I really hear you, John. And I’d welcome more information about the workers you are talking about, the challenges they are facing, and the ways that technology can help them overcome those challenges. Send some links our way.
Let me be clear about a couple of things:
- I’m trying to tell a story with this event. This story is about how technology is changing the world of work. Think of the on-demand economy and the issues it raises as the center pole of a large tent. In one direction, we explore the issues of workers in a world of continuous partial employment, mediated by algorithms, marketplaces, and platforms. (This is the subject of my next post.) In another direction, we explore the way that technology can be used to augment workers rather than just replace them. (This is what ties together IBM Watson, Daqri, and Uber, for example, and even ties in to why GE and Adafruit are part of the program.) In yet another direction, we will explore how technology allows us to do new kinds of work. And so on.

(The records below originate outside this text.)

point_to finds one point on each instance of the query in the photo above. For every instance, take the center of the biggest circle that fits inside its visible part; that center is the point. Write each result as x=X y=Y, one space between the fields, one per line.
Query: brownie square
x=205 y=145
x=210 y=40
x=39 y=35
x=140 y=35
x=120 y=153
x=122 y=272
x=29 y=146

- I really do want lots of voices here. And I’m trying to curate a really interesting mix of technologists, entrepreneurs, labor activists, economists and policy makers, together with real workers who are being affected by technology changes.
- The price is driven by the business model of the event. Selective events like TED (and this one) draw a particular crowd, yes. And it’s precisely that crowd that can help to raise the profile of workers’ issues, when they see the latest technology put in the context of social issues and the changes they are driving.